腐女子姫と七人の王子様
「着きました。ここです!ここに、先輩を連れて来たかったんです……」
「……ここって……うわっ!」
竜胆くんが連れて来たのは、この町で一番ずば抜けて高い木のてっぺんだった。
高い木と言っても何百年もここにある長生きな広葉樹だから、枝も太く安定感があって、怖いという気持ちは無い。

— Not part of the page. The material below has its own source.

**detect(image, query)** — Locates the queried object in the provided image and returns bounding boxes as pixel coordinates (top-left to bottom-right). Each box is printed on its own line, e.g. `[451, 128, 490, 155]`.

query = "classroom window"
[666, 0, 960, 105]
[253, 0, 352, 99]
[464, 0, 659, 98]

ツリーハウスが余裕で建てられるくらいのスペースに、竜胆くんは私を下ろしてくれた。
この木の高さよりも私は、この真上に広がる星空に目を奪われていた。
「綺麗……」
「でしょ?……本当はここ、僕だけの秘密の場所なんですけど……先輩には見せたくて」
そうか。竜胆くんは写真部だから、こんな場所を知ってるのか。
「先輩は……夜空がお好きだと、先輩のお友達に聞いたので」
亜希乃か蝶羽のことだな。
確かに私は、二次元も好きだけど、三次元の夜空や星空も好き。
二次元では再現出来ない、二次元には無い、どこか引き込まれるような、吸い込まれるような、神秘的な印象があるから。
それに、広く大きな夜空を見てると、少しだけ濁った心が洗われるような気分になる。
私は視線を隣に移し、竜胆くんを見た。
マッシュルームカットに近い幼げな髪が、夜風に揺られてる。
……夜だからか?昼間にあった時は可愛く見えたのに、今は、凄く格好良く見えるな。